Ed è proprio dall’archivio di Giannini che Stefano Seletti e la gallerista Paola Sosio hanno selezionato tre immagini, ciascuna trasformata in un tappeto da 280×200 cm, in edizione di trenta esemplari numerati. Il risultato è una serie limitata che traduce la fotografia in superficie da abitare, non da osservare.

I soggetti scelti si muovono tutti intorno alla presenza umana vissuta come traccia: Holiday at the Seaside #18 è la spiaggia italiana d’estate compressa in una griglia cromatica quasi pop; Sfasciacarrozze trova ordine formale nel caos di lamiere e carrozzerie; Basket si ferma su un campo da gioco vuoto, dove le righe consumate dal tempo reggono tutta la malinconia dell’assenza. Tre immagini che non si limitano a documentare ma che, nel tempo, hanno voluto dare una chiave di lettura a chi si soffermava a guardarle.
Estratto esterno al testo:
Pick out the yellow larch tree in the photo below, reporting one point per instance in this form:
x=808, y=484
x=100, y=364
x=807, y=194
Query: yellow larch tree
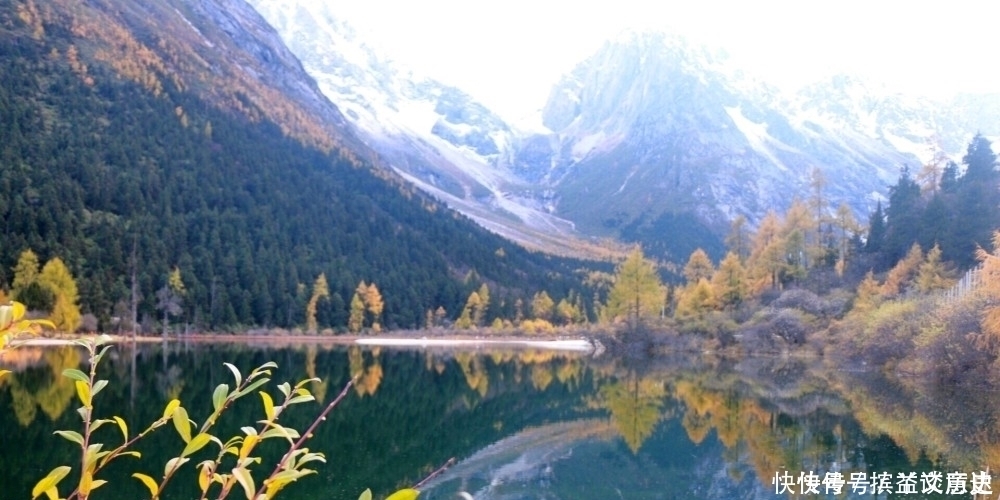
x=56, y=277
x=729, y=283
x=699, y=266
x=373, y=303
x=767, y=256
x=638, y=292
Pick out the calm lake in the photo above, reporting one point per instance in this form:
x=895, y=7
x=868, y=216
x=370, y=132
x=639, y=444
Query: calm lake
x=525, y=424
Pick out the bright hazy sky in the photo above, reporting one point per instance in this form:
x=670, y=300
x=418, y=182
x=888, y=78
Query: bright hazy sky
x=508, y=53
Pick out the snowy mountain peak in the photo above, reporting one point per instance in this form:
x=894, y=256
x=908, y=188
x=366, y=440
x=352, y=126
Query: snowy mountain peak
x=652, y=138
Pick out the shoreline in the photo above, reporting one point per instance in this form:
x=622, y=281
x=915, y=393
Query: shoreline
x=559, y=344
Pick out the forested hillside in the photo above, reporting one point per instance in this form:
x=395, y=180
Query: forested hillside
x=111, y=177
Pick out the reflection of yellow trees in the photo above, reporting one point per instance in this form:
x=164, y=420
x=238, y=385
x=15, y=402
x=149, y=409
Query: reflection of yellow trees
x=735, y=420
x=368, y=376
x=541, y=376
x=318, y=386
x=635, y=407
x=474, y=371
x=913, y=432
x=55, y=396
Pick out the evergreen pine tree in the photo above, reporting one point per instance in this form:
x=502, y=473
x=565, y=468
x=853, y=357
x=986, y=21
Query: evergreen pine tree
x=876, y=230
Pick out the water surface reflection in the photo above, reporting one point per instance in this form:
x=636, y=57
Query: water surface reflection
x=521, y=423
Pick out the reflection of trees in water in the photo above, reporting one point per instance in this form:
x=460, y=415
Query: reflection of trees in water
x=319, y=386
x=635, y=405
x=368, y=374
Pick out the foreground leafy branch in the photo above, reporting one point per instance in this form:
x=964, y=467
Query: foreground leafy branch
x=232, y=464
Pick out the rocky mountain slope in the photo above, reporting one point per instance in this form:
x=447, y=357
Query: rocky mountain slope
x=650, y=139
x=144, y=138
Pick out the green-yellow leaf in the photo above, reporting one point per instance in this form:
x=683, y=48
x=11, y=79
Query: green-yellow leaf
x=243, y=476
x=75, y=374
x=123, y=426
x=268, y=405
x=197, y=443
x=18, y=309
x=50, y=481
x=182, y=423
x=154, y=489
x=174, y=464
x=100, y=384
x=236, y=374
x=83, y=391
x=71, y=436
x=171, y=407
x=404, y=494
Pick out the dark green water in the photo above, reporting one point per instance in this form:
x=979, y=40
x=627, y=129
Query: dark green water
x=521, y=424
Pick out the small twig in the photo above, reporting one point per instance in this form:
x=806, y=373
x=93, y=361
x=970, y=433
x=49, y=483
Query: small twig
x=305, y=435
x=449, y=463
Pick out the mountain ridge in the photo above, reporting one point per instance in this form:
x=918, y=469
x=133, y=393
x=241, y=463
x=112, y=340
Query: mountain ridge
x=651, y=127
x=128, y=167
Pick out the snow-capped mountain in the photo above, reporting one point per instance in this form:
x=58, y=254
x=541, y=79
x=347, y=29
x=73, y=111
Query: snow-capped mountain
x=436, y=136
x=650, y=139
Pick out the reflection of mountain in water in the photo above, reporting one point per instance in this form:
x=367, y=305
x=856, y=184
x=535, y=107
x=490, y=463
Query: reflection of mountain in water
x=531, y=424
x=522, y=462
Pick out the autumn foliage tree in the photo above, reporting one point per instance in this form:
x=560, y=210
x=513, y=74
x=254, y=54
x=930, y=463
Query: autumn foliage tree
x=990, y=287
x=638, y=293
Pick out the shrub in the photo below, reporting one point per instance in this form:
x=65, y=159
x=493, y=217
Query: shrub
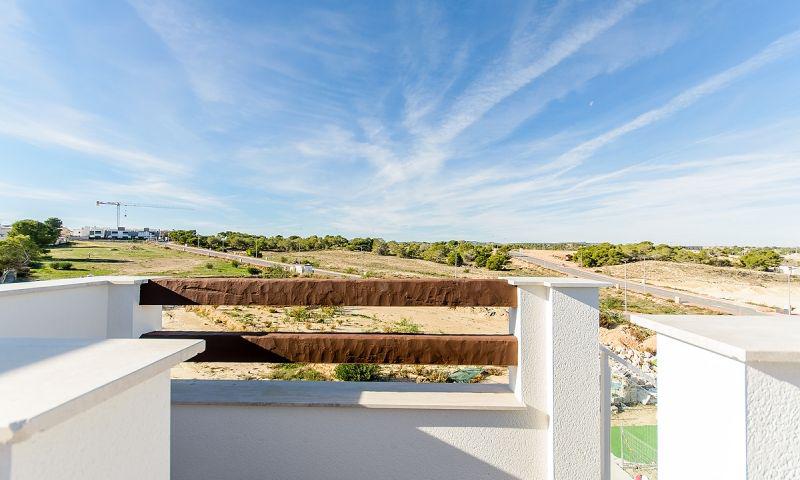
x=454, y=258
x=298, y=314
x=357, y=372
x=403, y=326
x=18, y=253
x=497, y=261
x=761, y=259
x=295, y=371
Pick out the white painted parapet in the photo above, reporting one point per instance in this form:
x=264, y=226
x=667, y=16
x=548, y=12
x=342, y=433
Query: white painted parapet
x=89, y=307
x=729, y=396
x=544, y=426
x=556, y=323
x=87, y=409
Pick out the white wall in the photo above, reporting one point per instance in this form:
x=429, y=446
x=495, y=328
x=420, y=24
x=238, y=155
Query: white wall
x=92, y=307
x=773, y=420
x=700, y=392
x=332, y=443
x=555, y=437
x=124, y=437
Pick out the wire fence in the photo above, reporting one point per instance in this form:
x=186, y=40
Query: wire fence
x=631, y=397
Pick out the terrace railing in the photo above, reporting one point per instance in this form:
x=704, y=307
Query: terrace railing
x=384, y=348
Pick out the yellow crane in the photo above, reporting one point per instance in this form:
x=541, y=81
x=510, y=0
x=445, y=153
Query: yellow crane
x=119, y=206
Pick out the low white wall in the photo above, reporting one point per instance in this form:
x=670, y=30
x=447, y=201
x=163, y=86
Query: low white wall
x=701, y=392
x=124, y=437
x=210, y=442
x=92, y=307
x=773, y=420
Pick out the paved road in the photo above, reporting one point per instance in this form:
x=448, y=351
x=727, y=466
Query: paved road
x=250, y=260
x=721, y=305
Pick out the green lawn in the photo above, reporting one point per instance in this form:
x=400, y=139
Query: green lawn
x=640, y=443
x=130, y=258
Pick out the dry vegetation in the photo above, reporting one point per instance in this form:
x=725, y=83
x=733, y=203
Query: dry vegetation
x=728, y=283
x=373, y=265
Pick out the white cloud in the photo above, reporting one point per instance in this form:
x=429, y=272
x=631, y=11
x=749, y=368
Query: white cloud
x=776, y=50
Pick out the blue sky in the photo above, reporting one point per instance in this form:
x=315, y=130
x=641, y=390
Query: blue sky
x=544, y=121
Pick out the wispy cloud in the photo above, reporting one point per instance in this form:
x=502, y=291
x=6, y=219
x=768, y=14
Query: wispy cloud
x=778, y=49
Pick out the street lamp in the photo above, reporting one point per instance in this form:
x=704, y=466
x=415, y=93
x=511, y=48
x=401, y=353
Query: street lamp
x=789, y=270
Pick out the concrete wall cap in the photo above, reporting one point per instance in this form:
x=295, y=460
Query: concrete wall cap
x=44, y=382
x=65, y=283
x=555, y=282
x=768, y=338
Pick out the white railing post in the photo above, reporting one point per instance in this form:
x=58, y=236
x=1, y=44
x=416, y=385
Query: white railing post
x=556, y=323
x=605, y=414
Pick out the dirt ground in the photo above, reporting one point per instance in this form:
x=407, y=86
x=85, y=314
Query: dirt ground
x=349, y=319
x=389, y=266
x=726, y=283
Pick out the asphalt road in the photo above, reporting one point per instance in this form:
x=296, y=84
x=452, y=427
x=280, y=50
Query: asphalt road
x=251, y=260
x=716, y=304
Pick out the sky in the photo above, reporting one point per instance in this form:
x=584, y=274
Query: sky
x=673, y=121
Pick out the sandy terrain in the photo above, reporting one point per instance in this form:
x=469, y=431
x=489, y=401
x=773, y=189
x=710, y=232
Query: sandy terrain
x=727, y=283
x=389, y=266
x=736, y=284
x=349, y=319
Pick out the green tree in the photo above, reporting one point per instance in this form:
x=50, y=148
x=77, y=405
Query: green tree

Il progetto è stato presentato in anteprima a The Phair, la fiera dedicata alla fotografia ospitata alle OGR di Torino dal 22 al 24 maggio 2026. Nella logica di Seletti, un brand che ha costruito la sua identità proprio sulla porosità tra design, arte e cultura popolare, la collaborazione con Giacomo Giannini ci mostra cosa succede quando un’immagine diventa il pavimento su cui stai in piedi.